Писал о войне, о своих друзьях-товарищах, незабвенных фронтовых побратимах. Писал правдиво и выстрадано, без всяких там велеречивых суесловий и претенциозных изысков. Писал так, чтобы хоть на мгновение, хоть на самое малое чуть-чуть высветить и продолжить в своем слове жизнь тех, кто навсегда остался там, на поле боя. Писал так, как когда-то в своих фронтовых тетрадях:
Он ничьих не называл имен
Перед смертью, в душном медсанбате,
И не звал в атаку батальон,
Тщетно поднимаясь на кровати.
Адресов в планшете не нашли,
Слез никто не обронил под вечер,
Холмик рыжей, глинистой земли
Не спеша насыпали на плечи.
И ушли, а в небе тучка шла
И неслышно, будто мать над сыном,
Словно слезы, скорбна и светла,
Уронила крупные дождины.
Писал с той же сердечной достоверностью, но с еще большей взыскательностью и мастерством.
Писал, как любил.
Писал, как помнил, как благодарил.
Писал и был счастлив хотя бы тем одним, что все, о чем бы он ни писал — о войне, о Родине, о любви, о космосе, — было необходимо людям.

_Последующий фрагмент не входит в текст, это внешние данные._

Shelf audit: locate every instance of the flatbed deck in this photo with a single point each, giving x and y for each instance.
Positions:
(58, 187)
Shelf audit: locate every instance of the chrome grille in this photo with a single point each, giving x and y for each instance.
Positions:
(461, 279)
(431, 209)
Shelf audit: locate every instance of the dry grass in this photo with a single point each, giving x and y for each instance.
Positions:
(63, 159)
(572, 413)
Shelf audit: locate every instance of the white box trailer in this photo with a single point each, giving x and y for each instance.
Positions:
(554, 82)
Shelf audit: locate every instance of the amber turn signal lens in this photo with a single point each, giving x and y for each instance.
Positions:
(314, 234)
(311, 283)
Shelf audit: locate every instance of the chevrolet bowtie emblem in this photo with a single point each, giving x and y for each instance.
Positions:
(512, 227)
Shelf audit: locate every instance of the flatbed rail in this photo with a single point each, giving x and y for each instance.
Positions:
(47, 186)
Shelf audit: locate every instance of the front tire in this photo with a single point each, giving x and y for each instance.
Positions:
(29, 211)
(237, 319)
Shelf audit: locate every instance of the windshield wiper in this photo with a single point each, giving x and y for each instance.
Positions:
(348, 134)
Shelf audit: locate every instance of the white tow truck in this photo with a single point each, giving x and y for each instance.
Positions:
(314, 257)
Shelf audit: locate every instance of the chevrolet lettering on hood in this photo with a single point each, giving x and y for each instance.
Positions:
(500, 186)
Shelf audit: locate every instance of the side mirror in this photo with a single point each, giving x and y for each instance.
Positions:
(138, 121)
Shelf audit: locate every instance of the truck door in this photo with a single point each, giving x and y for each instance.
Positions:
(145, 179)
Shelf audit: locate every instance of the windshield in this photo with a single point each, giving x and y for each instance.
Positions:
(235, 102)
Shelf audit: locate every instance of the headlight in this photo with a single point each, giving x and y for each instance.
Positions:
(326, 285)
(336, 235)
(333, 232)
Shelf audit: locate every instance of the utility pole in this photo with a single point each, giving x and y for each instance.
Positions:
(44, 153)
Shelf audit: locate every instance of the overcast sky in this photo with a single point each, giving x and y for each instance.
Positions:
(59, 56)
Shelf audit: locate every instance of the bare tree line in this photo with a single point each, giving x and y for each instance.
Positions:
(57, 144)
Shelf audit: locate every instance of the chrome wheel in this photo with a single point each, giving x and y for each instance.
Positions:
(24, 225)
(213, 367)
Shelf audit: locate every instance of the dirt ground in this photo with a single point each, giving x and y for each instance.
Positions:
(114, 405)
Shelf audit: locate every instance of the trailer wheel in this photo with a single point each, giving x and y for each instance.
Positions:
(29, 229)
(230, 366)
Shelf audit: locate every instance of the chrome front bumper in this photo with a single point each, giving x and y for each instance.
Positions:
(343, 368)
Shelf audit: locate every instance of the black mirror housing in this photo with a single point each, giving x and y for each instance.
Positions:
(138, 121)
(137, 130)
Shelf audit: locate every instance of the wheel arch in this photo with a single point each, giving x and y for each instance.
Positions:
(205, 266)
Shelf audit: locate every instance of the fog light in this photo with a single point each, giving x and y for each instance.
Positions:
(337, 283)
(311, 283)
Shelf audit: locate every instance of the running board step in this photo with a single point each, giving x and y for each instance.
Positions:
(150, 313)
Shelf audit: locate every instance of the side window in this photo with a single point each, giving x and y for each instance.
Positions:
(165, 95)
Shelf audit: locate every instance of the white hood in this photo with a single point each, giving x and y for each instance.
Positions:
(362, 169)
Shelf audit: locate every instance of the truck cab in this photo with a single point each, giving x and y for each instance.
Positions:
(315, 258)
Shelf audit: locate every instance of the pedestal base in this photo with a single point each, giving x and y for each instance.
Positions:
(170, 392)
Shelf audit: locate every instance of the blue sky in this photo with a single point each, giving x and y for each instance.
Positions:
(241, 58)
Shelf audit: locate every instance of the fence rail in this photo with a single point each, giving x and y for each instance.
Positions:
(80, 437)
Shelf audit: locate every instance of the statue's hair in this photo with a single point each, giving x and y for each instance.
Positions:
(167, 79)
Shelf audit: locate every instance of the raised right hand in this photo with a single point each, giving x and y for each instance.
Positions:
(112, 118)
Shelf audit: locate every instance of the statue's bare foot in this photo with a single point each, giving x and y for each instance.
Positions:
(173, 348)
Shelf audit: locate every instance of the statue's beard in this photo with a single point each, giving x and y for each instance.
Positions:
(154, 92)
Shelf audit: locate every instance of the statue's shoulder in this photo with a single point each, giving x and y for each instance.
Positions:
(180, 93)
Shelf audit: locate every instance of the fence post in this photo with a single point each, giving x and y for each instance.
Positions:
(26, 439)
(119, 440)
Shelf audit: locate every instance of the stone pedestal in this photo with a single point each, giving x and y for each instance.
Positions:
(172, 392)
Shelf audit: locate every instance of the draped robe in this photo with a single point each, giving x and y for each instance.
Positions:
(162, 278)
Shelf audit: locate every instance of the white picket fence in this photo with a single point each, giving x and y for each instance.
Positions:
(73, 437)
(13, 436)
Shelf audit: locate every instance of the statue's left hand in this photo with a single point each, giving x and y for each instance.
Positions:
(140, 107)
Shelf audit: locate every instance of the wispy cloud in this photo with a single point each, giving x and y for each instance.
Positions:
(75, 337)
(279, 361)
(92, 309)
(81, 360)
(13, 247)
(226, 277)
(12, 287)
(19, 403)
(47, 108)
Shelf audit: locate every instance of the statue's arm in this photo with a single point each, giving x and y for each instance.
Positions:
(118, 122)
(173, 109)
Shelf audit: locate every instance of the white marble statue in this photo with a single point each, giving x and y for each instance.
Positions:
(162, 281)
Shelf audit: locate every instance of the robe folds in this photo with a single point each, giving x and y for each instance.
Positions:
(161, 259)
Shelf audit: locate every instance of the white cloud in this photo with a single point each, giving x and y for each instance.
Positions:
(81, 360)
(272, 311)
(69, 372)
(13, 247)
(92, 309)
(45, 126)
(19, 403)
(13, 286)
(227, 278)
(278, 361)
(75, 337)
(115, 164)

И вот перед нами его «Костры» — книга, которую во многом собрал и составил сам поэт. Все же остальное после его смерти завершила вдова поэта, Виолетта Степановна Орлова. И надо сердечно поблагодарить ее за то, что она очень бережно, с чувством сложившейся уже композиции новой книги, включила в нее уникальные, можно сказать, стихи из записных тетрадей поэта, написанные им в основном там, на передовой линии огня. И эти стихи придали новым стихам поэта какую-то особую глубину и дополнительную даль. Большой талант, правда и мастерство — вот что во всей многогранности явлено в этой, удивительной книге.
Всегда он сторонился шума и держался глубины. Не любил быть значительным и «поэтичным» с виду. В суждениях был всегда обстоятелен, строг, но не категоричен. Это выдавало в нем очень доброго человека. Мог радоваться радости других. Рядом с ним было всегда надежно. Он любил театр в театре, на сцене, но не в жизни. Поэзии на «публику» не доверял. И — уж в каком железе был! — сердцем не ожелезился: был очень похож на сельского учителя истории — за холмами, за шеломами Россию видел. И вдаль. И вширь. И в глубину. Таким я его знал, таким я его буду помнить.